JOHN A. JONES , Clerk of the United States Circuit Court, for the Southern District of Illinois, was born in the District of Columbia, May 29, 1806. He was graduated at Columbian College, Washington City, in the class of 1825, receiving the degree of A.M. three years later. He came to Illinois in 1835, and settling in Tazewell county, edited the Pekin Gazette, later called the "Tazewell Telegraph," the first newspaper published in that county, at the same time serving as justice of the peace. In October, 1837, Mr. Jones was appointed Clerk of the Circuit Court of Tazewell county by Judge Jesse B. Thomas, and re-appointed by Judge S. H. Treat, in 1841; was also made Master in Chancery of that court in 1842. Under the new Constitution, he was elected Clerk of the Circuit Court, in 1848, and re-elected in 1852. After retiring from the office, upon motion of Abraham Lincoln, Mr. Jones was admitted to the bar by the Supreme Court. In March, 1861, he was appointed Superintendent of the Commercial Statistics of the United States, at Washington City. His was the first appointment made by President Lincoln after the formation of his Cabinet. In May, 1866, Mr. Jones, resigned his office, and came to Bloomington, Illinois, and by the death of the former Clerk, was appointed to his present office by Judge David Davis, under the sanction of Judge S. H. Treat, in July, 1867, and has held it continuously since.

Mr. Edward Jones, his father, was a native of New York, and the youngest of five sons, the eldest of whom, John Jones, M.D., was President Washington's family physician. Edward Jones was the first Chief clerk in the United States Treasury, and served thirty-nine consecutive years. He was appointed by Hon. Alexander Hamilton the first Secretary, in 1790, who in 1795 gave him a strong letter of commendation, which Mr. Jones now has as a souvenir. The mother of the subject of this sketch was Louisa (Maus) Jones, a native of Pottsgrove, Pennsylvania. Her paternal ancestors were officials of note in England and the United States. Mr. Jones has preserved a number of their commissions bearing dates from 1691 on down to the administration of Jefferson, and ending 1840.

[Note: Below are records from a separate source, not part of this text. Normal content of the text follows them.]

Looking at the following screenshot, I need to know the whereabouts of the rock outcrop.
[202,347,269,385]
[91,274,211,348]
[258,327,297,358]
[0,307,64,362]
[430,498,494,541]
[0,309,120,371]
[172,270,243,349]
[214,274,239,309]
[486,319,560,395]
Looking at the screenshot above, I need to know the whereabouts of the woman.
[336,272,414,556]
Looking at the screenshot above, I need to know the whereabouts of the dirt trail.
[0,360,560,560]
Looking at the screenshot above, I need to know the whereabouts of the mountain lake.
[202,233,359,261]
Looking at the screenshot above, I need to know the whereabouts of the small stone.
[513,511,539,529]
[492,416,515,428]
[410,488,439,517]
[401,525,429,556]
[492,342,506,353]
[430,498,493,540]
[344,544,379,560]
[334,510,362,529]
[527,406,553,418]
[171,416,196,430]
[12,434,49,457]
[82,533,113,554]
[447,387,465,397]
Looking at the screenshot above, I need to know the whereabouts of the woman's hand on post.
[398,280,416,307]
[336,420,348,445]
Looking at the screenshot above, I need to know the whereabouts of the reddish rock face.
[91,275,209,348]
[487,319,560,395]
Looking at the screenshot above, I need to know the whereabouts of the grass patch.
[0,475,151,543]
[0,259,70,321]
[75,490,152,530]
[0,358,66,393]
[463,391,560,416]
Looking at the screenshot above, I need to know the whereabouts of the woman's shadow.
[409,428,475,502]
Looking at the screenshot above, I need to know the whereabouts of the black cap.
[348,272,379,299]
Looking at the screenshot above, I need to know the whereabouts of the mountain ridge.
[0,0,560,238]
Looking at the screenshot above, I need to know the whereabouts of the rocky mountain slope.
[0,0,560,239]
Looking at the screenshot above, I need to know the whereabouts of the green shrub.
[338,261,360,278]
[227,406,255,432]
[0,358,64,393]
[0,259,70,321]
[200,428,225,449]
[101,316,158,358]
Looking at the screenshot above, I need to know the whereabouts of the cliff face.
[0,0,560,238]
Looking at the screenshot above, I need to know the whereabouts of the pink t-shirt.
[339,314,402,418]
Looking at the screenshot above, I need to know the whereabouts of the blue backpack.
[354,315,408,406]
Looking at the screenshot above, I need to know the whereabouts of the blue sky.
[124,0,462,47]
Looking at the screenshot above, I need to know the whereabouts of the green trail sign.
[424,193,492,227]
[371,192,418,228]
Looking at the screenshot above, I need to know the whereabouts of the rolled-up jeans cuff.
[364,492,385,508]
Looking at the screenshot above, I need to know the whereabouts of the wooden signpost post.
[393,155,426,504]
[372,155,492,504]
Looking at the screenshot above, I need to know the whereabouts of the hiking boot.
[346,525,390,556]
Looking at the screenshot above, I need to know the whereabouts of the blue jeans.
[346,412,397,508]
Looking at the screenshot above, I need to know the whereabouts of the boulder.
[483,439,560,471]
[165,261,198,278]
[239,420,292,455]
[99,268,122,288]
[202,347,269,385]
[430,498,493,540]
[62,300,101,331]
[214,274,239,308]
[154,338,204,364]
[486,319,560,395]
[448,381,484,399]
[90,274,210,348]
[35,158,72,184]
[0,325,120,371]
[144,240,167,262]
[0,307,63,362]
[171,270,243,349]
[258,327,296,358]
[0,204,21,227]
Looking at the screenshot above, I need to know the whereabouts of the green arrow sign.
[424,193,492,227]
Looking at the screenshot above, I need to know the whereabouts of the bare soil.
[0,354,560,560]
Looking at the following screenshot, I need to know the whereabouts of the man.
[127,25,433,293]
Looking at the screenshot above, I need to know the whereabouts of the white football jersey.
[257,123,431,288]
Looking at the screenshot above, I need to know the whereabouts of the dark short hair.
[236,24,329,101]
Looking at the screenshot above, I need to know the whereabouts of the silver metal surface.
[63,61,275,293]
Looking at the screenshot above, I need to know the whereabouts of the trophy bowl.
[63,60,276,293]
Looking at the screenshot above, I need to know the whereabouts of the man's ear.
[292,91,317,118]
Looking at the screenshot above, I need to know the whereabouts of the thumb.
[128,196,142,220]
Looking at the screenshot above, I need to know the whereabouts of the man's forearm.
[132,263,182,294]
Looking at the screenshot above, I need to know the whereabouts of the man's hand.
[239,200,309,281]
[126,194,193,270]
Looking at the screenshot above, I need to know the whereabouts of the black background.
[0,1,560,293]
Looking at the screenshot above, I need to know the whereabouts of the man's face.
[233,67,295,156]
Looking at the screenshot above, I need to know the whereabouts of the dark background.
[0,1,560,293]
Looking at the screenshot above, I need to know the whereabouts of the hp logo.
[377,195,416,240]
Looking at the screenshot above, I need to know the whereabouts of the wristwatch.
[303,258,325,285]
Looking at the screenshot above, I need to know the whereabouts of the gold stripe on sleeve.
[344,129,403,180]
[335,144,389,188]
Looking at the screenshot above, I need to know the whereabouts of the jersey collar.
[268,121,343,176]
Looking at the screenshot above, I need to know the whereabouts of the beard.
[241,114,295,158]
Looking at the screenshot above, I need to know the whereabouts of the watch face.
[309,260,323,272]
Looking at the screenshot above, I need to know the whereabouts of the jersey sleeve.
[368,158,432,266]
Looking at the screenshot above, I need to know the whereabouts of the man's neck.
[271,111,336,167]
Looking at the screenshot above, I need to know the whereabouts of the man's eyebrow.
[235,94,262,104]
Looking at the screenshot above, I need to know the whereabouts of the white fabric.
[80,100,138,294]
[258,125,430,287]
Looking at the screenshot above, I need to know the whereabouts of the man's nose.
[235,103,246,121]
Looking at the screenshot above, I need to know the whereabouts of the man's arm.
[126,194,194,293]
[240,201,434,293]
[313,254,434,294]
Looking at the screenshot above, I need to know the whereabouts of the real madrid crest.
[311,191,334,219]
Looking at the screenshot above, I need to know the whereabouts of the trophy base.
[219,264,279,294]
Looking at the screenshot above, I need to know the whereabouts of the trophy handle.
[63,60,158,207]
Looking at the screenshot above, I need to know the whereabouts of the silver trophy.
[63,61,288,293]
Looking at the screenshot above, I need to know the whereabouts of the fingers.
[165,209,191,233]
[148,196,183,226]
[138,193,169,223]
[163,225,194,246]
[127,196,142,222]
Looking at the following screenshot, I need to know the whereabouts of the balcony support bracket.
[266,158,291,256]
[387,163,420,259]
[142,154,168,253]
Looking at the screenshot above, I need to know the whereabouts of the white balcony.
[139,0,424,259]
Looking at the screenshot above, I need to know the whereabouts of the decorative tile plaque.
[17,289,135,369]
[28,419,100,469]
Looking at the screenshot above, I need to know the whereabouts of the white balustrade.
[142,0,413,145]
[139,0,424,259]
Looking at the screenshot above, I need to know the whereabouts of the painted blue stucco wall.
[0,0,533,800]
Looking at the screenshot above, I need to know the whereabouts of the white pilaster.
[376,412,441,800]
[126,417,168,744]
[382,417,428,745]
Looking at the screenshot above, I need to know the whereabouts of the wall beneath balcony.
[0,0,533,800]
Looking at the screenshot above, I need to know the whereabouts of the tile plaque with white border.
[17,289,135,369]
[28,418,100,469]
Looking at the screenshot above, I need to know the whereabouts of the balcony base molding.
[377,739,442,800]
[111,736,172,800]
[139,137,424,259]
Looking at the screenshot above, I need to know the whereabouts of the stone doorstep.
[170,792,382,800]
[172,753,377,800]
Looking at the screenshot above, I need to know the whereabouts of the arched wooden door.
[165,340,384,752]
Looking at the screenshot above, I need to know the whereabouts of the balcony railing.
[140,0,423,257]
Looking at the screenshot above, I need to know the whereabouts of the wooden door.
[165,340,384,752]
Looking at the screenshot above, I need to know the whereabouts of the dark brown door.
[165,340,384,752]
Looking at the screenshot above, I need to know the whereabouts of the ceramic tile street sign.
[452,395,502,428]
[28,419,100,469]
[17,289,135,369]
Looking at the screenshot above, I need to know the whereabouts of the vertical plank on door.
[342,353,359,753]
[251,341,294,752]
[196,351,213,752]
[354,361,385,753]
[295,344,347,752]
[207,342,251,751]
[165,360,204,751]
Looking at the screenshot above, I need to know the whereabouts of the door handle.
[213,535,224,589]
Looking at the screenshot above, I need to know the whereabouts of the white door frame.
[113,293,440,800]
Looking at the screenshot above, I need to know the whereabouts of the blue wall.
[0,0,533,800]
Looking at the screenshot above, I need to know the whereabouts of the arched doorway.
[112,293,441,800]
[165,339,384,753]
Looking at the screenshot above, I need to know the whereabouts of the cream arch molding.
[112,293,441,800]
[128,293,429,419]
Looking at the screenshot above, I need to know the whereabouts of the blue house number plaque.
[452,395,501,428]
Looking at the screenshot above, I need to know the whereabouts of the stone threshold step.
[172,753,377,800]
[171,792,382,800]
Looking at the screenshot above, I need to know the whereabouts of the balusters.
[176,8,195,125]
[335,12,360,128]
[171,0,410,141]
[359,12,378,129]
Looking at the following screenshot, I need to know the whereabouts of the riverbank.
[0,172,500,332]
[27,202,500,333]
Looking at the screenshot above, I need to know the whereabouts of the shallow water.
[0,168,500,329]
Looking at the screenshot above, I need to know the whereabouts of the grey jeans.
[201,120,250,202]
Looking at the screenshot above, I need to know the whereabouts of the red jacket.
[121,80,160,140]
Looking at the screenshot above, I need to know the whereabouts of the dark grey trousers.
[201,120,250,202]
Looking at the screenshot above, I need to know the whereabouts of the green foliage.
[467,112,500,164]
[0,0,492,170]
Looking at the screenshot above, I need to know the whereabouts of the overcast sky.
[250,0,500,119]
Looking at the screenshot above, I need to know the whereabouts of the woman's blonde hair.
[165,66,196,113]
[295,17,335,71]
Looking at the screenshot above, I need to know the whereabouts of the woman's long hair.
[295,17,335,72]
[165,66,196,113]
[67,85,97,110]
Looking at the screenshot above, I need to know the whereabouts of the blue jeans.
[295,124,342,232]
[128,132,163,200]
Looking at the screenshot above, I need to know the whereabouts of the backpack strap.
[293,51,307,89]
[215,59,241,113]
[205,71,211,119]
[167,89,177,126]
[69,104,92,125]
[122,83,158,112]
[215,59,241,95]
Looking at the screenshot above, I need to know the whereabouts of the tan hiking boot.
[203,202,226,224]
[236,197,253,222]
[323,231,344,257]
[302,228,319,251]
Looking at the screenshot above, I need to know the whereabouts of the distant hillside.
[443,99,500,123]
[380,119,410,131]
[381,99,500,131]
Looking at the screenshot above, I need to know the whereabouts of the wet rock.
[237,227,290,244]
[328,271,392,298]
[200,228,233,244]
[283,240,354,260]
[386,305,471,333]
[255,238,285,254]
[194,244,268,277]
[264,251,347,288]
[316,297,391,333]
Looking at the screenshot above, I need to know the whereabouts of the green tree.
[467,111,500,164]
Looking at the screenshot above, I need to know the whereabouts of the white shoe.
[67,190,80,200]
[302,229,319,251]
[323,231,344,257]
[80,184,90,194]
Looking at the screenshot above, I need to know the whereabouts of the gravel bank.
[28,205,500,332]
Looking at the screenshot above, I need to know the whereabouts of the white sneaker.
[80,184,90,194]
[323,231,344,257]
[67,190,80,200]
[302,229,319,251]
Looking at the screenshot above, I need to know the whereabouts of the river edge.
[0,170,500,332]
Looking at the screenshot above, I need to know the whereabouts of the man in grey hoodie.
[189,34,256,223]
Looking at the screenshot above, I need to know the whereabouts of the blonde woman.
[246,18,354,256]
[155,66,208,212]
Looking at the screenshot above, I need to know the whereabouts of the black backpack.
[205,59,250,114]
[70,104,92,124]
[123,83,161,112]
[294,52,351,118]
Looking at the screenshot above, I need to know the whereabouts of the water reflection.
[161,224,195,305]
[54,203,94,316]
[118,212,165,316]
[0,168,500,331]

Mr. Jones married A. Maria Major, of Bloomington, Illinois, daughter of William T. Major, of Christian county, Kentucky. Their family consists of two sons and four daughters, one lately deceased. Four of these are married. Mr. Jones is proverbially a social, companionable man, and has ever been a very active one. For three years, while Circuit Clerk of Tazewell county, he lived ten miles from his office, and in pleasant weather walked both ways each day, making twenty miles walk.